New Slingbox adds free mobile apps

September 07 01:04 2015

Before Netflix and Hulu came along, Slingbox helped cement the concept of cord-cutting by letting you watch and control the TV programming that you had already paid for at home while you are on the go, too. Sling Media’s latest model, the Slingbox M2 ($199, slingbox.com), aims to make it easier for those who haven’t cut the pay-TV cord to maximize the use of their programming services. With a SlingPlayer app, Slingbox users can connect to their home TV set-top box and watch live or recorded programs on computers, as well as Android and iOS smartphones and tablets.

Those apps, which previously cost $15 apiece, are now free. To help “defray the costs of free apps,” consumers will see occasional advertisements, said Mark Vena, Sling Media’s vice president of worldwide marketing. If customers don’t want to see the ad, they can go into app settings and pay for a $15 upgrade. Current customers can continue using the apps they already paid for. “We’re trying to do this in a very unobtrusive, elegant experience,” Vena said. This newer Slingbox, which hit stores in July, looks a lot like the previous M1 model but it’s a bit pricier. The M1 was launched at, and still goes for, $149.99.

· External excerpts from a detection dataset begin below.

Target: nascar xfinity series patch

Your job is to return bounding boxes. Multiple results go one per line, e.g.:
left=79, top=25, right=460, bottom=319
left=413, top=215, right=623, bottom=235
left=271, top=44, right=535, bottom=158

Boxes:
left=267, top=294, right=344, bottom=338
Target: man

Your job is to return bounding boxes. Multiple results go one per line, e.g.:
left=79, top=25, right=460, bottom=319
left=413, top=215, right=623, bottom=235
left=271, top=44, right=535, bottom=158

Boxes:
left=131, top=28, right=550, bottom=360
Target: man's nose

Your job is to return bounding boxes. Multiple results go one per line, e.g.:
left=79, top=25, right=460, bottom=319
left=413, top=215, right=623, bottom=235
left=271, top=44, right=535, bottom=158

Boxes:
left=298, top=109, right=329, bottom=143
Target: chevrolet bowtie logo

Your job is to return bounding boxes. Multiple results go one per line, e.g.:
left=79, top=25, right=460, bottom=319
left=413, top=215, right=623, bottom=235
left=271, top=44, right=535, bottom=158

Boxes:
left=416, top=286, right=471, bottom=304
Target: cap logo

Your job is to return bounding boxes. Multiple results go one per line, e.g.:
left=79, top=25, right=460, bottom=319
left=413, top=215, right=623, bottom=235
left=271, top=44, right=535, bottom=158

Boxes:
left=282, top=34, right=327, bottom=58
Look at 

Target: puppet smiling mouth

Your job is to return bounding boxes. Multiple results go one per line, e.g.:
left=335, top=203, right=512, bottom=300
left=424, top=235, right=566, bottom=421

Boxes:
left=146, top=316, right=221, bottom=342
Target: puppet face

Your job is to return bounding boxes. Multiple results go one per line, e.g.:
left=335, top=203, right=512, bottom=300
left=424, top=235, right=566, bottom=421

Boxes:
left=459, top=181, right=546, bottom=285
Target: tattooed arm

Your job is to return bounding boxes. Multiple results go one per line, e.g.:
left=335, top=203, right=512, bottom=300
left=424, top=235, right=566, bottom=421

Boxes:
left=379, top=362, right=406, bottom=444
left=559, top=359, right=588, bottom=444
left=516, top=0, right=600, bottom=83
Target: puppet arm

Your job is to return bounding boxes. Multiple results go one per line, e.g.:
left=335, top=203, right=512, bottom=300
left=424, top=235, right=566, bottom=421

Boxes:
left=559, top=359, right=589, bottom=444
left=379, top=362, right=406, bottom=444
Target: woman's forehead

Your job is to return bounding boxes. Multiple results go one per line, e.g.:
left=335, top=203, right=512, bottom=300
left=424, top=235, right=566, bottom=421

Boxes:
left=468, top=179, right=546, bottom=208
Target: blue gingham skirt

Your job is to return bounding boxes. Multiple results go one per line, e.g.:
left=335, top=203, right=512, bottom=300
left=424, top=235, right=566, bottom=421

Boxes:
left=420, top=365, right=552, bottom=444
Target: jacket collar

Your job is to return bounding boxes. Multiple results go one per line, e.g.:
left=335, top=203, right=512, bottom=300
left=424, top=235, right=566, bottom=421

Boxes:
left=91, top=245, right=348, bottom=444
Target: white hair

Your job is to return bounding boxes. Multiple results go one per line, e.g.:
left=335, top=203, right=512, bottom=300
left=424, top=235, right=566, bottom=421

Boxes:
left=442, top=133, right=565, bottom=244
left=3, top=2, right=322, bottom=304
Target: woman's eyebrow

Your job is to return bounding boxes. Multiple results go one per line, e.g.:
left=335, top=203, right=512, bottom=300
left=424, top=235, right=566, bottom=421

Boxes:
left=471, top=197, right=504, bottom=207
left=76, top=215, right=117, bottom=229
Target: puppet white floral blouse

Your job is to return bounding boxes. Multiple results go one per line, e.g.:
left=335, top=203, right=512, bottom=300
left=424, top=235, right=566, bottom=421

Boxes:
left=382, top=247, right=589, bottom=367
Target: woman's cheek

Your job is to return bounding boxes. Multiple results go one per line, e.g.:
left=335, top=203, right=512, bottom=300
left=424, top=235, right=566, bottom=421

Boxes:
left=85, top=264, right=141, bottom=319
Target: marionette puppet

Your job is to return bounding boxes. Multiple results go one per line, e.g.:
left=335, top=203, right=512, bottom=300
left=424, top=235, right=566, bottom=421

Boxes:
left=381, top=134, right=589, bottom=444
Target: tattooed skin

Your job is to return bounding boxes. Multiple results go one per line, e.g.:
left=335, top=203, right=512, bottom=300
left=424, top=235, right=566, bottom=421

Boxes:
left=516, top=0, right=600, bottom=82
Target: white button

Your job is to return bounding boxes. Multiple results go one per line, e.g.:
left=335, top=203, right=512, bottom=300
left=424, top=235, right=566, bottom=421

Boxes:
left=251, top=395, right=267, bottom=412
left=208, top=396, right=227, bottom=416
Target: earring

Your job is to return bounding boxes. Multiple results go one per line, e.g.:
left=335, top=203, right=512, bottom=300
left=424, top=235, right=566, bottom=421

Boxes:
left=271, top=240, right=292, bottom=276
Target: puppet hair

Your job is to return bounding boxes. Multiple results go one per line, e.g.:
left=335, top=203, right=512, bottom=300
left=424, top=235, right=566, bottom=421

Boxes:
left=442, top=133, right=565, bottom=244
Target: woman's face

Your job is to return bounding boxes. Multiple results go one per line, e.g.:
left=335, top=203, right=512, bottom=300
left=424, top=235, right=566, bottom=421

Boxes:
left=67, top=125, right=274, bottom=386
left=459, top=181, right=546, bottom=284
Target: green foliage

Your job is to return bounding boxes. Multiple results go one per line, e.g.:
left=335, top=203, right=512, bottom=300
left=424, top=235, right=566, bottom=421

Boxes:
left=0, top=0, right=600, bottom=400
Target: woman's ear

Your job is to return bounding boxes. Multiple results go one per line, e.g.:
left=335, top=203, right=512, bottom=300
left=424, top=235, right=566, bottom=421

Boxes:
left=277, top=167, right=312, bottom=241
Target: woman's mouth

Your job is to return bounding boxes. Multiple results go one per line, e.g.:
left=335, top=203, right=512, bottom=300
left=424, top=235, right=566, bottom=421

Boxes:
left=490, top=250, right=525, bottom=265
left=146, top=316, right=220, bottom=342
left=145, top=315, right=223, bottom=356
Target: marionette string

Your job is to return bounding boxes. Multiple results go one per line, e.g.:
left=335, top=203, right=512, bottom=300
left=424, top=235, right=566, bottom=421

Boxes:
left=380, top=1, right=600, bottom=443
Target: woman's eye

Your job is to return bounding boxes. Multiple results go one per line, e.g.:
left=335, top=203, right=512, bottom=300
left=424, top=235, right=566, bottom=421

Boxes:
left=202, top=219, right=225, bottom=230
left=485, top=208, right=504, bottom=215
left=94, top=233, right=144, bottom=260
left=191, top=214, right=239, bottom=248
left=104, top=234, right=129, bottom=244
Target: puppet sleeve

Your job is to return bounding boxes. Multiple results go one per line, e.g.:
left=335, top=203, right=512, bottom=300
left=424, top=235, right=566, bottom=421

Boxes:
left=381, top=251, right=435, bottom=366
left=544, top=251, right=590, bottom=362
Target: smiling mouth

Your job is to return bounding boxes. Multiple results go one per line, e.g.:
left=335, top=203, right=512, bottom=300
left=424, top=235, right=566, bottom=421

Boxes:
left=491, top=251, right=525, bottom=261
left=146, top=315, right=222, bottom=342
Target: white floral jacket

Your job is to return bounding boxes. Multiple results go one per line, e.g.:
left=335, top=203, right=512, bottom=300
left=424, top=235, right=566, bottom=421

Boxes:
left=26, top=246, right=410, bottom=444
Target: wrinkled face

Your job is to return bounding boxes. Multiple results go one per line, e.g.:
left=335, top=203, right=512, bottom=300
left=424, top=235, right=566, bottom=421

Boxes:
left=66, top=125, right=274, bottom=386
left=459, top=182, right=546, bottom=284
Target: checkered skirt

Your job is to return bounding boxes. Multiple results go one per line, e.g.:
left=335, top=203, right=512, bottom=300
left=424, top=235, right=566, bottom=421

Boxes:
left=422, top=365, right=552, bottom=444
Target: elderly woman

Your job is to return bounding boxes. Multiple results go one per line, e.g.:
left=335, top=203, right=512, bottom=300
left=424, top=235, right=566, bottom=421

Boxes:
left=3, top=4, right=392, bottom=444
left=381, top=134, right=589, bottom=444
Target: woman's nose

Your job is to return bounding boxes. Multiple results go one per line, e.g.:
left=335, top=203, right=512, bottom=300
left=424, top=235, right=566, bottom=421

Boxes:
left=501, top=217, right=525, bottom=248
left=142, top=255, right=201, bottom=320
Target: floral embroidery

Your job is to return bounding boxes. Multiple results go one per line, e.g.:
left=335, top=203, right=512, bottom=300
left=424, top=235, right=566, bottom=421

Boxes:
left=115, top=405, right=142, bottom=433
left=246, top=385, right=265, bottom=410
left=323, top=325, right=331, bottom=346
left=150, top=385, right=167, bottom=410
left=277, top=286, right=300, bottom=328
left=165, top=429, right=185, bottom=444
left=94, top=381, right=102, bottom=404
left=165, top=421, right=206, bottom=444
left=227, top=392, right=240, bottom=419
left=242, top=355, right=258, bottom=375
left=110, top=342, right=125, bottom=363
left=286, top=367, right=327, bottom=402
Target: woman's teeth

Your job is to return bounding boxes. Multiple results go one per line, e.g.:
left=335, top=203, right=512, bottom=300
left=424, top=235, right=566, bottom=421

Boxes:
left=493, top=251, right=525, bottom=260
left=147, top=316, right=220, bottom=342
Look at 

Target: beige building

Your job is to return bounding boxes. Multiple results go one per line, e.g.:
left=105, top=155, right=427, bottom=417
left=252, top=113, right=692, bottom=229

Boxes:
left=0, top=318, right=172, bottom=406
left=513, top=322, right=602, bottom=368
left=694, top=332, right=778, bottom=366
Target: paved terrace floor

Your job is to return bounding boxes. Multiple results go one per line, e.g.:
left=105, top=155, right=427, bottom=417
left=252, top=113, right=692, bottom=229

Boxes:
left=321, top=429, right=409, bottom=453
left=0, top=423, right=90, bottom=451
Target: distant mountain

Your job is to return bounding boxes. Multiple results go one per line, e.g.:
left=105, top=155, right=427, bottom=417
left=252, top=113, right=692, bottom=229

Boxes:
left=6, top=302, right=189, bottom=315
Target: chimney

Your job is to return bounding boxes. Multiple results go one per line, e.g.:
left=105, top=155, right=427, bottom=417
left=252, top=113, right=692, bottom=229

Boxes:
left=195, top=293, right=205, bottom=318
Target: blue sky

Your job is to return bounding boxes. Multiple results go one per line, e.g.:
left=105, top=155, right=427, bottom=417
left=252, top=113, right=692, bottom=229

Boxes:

Newcomers can also tap into a new tech-support service that uses Skype to help customers get their Slingbox up and running. I didn’t need any help connecting the Slingbox to my DirecTV receiver and home Wi-Fi network — like the M1, the M2 has built-in Wi-Fi as well as an Ethernet port. I simply connected them using the included component video and stereo audio cables. I also connected an infrared emitter cable so that the Slingbox could change the receiver’s channel. Note: The Slingbox works with all manners of cable and satellite boxes and streams content from Amazon Fire TV, Apple TV, Google Chromecast and Roku, too. And even though you may have multiple apps, only one device can be accessing content at a time.